Figure 239. GATT Builder - Service and Characteristic

Modify the Characteristic window to add the Characteristic Name, Characteristic Description, Characteristic UUID Size, Characteristic UUID, Value Length (bytes), Value, Properties, and Permissions (for ATT requests).


Figure 240. GATT Builder - Characteristic Window

Implement the Write and Read callback functions directly within simple_gatt_profile.c/.h. These callback functions should be identical to the ones that were used to fill out the Write attribute CB function and Read attribute CB function fields of the Service window within SysConfig. For reference on how to create the callbacks, please refer to the functions simpleProfile_WriteAttrCB and simpleProfile_ReadAttrCB within simple_gatt_profile.c. Once the new Write and Read callbacks are implemented, remove simpleProfile_WriteAttrCb and simpleProfile_ReadAttrCb to prevent build errors.


The implemented write and read callback function names must be identical to the names used for the Write attribute CB function and Read attribute CB function fields. If the write and read CB functions are not implemented or the names do not match, the returning value from the callbacks will always be SUCCESS.

Due to SysConfig generating additional service files (ti_services.c/.h) based on the user’s inputs, remove and replace specific function calls, structs, and defines before building to avoid build errors.
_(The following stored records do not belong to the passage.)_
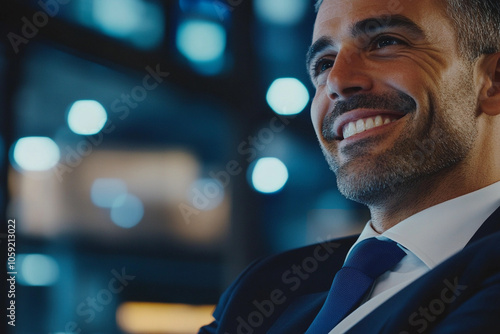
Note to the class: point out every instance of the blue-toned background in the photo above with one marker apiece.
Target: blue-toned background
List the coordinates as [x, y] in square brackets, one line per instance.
[150, 150]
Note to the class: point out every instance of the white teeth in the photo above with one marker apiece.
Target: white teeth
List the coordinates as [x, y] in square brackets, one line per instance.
[350, 130]
[369, 124]
[361, 125]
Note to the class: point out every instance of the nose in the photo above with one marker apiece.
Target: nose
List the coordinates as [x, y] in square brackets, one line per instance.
[348, 76]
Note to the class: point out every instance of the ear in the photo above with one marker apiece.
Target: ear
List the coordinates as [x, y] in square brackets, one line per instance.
[489, 99]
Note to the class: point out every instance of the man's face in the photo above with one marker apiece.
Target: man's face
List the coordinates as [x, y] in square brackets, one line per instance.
[395, 104]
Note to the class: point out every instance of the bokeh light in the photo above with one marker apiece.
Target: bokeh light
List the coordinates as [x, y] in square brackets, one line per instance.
[269, 175]
[87, 117]
[287, 96]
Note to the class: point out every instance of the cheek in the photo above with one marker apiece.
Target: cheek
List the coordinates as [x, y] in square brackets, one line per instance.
[319, 108]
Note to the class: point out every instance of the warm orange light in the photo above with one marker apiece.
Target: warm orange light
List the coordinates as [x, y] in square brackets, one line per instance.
[156, 318]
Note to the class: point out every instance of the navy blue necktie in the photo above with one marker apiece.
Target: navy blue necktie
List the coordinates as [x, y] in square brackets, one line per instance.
[368, 260]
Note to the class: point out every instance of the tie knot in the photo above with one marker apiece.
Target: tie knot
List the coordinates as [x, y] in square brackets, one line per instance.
[374, 257]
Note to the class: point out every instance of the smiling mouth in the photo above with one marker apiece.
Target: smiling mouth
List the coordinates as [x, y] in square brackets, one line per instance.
[361, 125]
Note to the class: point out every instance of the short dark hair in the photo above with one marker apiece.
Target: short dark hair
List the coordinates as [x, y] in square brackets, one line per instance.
[477, 23]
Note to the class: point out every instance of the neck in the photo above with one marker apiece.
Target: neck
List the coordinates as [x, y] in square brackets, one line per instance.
[419, 196]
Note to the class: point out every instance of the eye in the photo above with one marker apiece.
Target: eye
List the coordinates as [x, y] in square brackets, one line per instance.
[322, 65]
[385, 41]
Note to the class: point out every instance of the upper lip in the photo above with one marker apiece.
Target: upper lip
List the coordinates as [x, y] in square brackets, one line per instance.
[354, 115]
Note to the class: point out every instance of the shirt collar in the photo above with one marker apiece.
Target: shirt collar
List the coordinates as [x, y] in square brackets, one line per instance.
[438, 232]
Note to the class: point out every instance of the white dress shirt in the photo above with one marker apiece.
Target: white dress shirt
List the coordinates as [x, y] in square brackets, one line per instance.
[428, 238]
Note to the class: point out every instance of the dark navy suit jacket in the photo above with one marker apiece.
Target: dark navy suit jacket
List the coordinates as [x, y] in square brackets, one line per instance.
[283, 293]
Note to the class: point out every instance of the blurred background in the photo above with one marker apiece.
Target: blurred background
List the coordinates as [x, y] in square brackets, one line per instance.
[149, 151]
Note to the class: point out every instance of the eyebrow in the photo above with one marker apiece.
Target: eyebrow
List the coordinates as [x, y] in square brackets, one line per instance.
[365, 27]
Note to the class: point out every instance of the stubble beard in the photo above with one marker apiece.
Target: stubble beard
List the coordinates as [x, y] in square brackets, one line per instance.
[421, 152]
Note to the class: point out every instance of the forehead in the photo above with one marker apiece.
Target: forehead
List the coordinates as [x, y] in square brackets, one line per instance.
[337, 16]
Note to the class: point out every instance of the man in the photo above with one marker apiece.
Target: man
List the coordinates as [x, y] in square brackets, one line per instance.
[407, 113]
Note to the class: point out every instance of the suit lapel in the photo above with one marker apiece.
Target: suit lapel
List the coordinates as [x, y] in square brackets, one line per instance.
[387, 317]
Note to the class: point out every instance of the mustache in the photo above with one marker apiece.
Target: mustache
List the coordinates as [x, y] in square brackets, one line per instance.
[397, 101]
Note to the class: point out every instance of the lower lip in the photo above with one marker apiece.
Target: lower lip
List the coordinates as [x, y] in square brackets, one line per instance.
[369, 133]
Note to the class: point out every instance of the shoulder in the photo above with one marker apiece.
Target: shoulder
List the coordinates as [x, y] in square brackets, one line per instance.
[458, 296]
[283, 277]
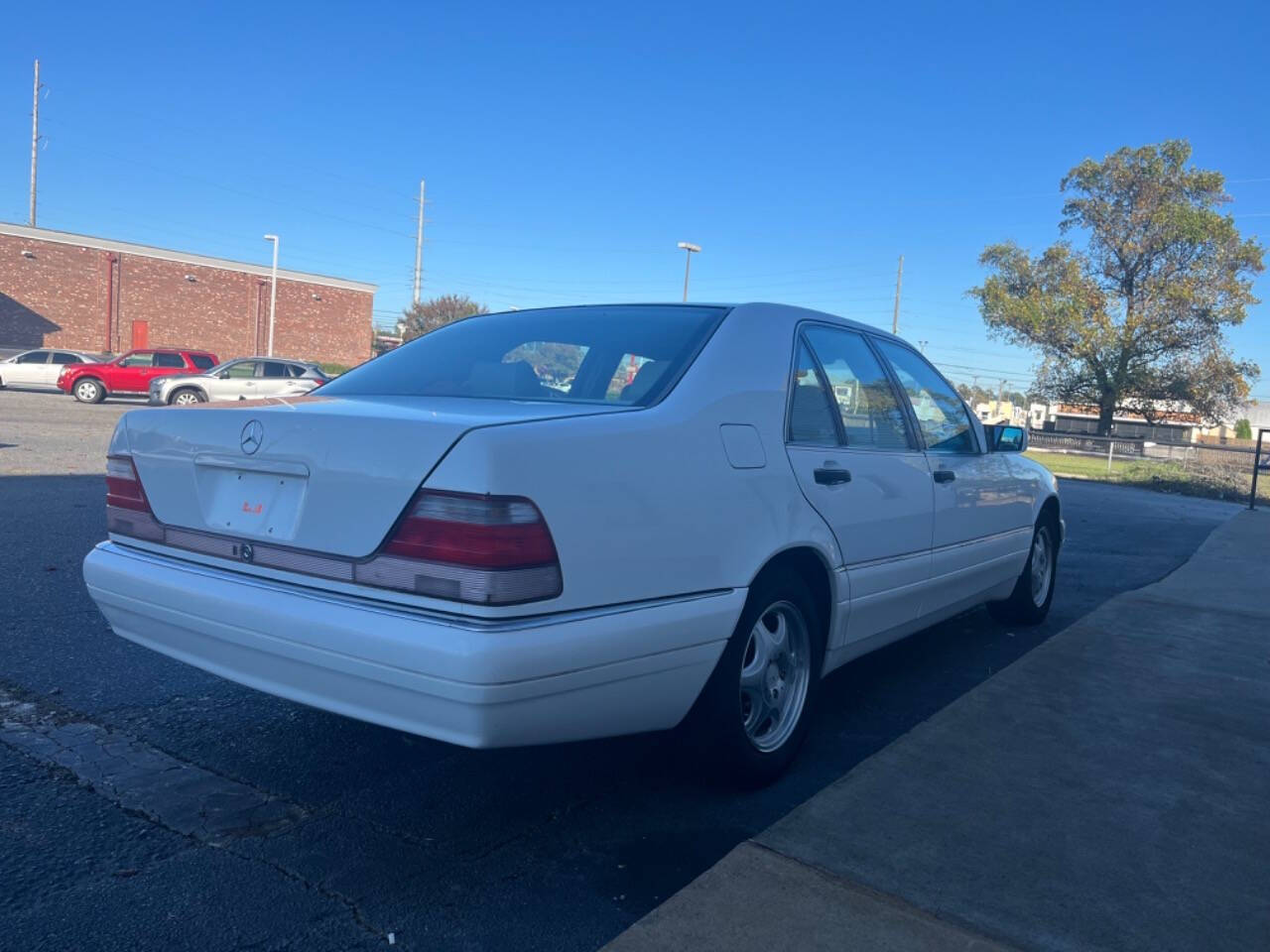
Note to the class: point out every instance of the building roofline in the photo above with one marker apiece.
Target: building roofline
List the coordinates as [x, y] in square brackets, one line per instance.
[66, 238]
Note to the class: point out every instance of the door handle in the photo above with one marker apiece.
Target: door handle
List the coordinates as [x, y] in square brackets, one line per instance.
[832, 476]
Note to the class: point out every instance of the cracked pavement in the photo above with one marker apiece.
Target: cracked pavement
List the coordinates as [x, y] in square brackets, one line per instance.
[296, 829]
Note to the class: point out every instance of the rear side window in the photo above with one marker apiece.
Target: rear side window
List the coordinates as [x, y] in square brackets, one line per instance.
[811, 408]
[243, 368]
[580, 354]
[940, 413]
[867, 404]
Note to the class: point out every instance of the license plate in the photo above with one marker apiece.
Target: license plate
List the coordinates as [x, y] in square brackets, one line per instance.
[263, 504]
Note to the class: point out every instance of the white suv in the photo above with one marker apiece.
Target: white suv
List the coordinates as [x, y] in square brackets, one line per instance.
[244, 379]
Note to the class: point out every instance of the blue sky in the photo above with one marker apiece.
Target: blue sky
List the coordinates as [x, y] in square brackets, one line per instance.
[570, 146]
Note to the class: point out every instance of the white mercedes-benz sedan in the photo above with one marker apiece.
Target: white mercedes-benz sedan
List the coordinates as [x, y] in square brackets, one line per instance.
[566, 524]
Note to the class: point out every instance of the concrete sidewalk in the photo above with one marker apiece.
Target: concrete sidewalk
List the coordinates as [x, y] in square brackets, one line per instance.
[1107, 791]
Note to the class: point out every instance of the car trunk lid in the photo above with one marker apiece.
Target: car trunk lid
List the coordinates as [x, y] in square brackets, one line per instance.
[318, 474]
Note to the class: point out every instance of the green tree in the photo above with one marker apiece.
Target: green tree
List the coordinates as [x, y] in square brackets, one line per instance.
[1134, 318]
[429, 315]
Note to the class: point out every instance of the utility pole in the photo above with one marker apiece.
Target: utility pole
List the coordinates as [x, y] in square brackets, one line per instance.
[418, 248]
[273, 289]
[35, 140]
[899, 278]
[689, 249]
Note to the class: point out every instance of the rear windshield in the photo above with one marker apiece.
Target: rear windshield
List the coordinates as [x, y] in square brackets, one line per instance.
[621, 354]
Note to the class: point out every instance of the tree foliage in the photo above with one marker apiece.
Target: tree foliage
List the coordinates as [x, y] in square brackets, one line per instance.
[1134, 318]
[429, 315]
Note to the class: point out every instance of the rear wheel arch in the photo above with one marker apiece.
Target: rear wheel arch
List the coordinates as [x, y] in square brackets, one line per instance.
[189, 389]
[811, 566]
[103, 391]
[1051, 511]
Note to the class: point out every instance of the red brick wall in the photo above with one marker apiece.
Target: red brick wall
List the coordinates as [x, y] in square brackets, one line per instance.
[60, 298]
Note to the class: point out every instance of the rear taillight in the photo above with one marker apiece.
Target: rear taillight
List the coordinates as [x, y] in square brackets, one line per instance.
[485, 549]
[127, 511]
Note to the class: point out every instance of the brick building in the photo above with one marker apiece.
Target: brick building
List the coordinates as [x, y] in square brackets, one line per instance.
[87, 294]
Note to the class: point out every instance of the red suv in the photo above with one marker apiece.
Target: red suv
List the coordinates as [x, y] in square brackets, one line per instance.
[130, 372]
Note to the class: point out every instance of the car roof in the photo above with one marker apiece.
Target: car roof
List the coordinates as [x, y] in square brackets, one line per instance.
[792, 311]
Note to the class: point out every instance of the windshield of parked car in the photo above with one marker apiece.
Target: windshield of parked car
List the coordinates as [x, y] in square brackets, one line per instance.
[626, 354]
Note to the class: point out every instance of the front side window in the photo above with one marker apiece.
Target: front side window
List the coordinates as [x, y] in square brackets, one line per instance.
[867, 404]
[940, 413]
[580, 354]
[811, 407]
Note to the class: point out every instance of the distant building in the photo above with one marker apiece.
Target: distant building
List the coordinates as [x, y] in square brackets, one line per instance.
[1001, 412]
[1175, 424]
[87, 294]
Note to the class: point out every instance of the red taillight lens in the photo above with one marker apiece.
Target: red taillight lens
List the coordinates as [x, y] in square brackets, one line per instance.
[123, 486]
[488, 549]
[485, 532]
[127, 511]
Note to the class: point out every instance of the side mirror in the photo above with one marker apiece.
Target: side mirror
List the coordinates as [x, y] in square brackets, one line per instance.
[1011, 439]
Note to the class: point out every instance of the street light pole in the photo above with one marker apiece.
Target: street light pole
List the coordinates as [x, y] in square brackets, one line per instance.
[273, 289]
[688, 264]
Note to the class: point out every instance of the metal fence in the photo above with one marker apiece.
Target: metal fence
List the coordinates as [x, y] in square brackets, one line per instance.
[1086, 445]
[1225, 471]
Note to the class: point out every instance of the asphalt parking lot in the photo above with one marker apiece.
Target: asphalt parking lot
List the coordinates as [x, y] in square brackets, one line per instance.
[371, 832]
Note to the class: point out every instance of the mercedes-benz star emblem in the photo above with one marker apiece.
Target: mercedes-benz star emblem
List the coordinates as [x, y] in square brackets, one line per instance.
[253, 434]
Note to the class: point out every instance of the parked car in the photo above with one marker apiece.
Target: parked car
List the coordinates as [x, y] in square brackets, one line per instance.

The following functions will be generated:

  • <Your service name>_AddService

  • <Your service name>_RegisterAppCBs

  • <Your service name>_SetParameter

  • <Your service name>_GetParameter

The following defines will be generated:

  • <Your service name>_UUID define

  • <Your service name>_<Your characteristic name> define

  • <Your service name>_<Your characteristic name>_UUID define

  • <Your service name>_<Your characteristic name>_LEN define

The following struct will be generated:

  • <Your service name>CBs_t


The user input for Service Name and Characteristic Name within SysConfig will determine the prefix of the generated code. For example, if your service name is exampleProfile and and your characteristic name is exampleCharacteristic the following will be generated:

  • exampleProfile_AddService

  • exampleProfile_exampleCharacteristic_UUID

  • exampleProfileCBs_t

The following section will go over which functions should be replaced with the generated functions. To properly demonstrate the changes, the examples will use the prefixes exampleProfile and exampleCharacteristic as shown in the note above. The two files that will need to be modified are Application/simple_peripheral.c and Profiles/simple_gatt_profile.c.

  • Anywhere simpleProfileCBs_t is used, replace with exampleProfileCBs_t

  • Anywhere simpleProfile_AppCBs is used, replace with exampleProfile_AppCBs

  • Anywhere simpleProfile_AddService is called, replace with exampleProfile_AddService

  • Anywhere simpleProfile_RegisterAppCBs is called, replace with exampleProfile_RegisterAppCBs

  • Anywhere simpleProfile_SetParameter is called, replace with exampleProfile_SetParameter

  • Anywhere simpleProfile_GetParameter is called, replace with exampleProfile_SetParameter

  • Remove the defines SIMPLEPROFILE_ defines and replace them with the respective service or characteristic define.

Build your project.